While Tanner did indulge in self-censorship he never thought he needed to worry about sexism. In 1970 he started writing a weekly column for The Saturday Age ‘Tanner with Words’ about things he and his wife Peg talked about, and for years he used to caricature her. “Up to a point she did not mind,” he said. “There was a tendency to treat women in cartoons as gullible air-heads, which I probably didn’t avoid. But when later on I was accused of being sexist for drawing Joan Kirner, Premier of Victoria, as a rather large lady, when she was a rather large lady, it seemed ridiculous.”

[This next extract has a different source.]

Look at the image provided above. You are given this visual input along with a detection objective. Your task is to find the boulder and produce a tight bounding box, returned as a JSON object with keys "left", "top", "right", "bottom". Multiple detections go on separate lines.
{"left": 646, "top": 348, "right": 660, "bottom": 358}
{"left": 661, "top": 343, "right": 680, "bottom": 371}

When Peg died in 1996 after almost 50 years of marriage Les lost much of the enthusiasm to continue. Then he discovered The Age was not keen on his cartoons that were critical of Jeff Kennett. It was one the deciding factors that lead to his retirement. It was 1997 and The Age had been without a cartoonist to 30 years before he joined and he had been with The Age for 30 years. It was time to move on.

Tanner received a ‘Golden Quill Award’ for ‘Lifetime Achievement in the Arts’ from the Melbourne Press Club in 1999.

He died of a heart attack in his sleep on 23 July 2001, aged 74 at his home in Nicholson Street, Fitzroy. His daughter Judy and sons Mark and Michael and six grandchildren survive him.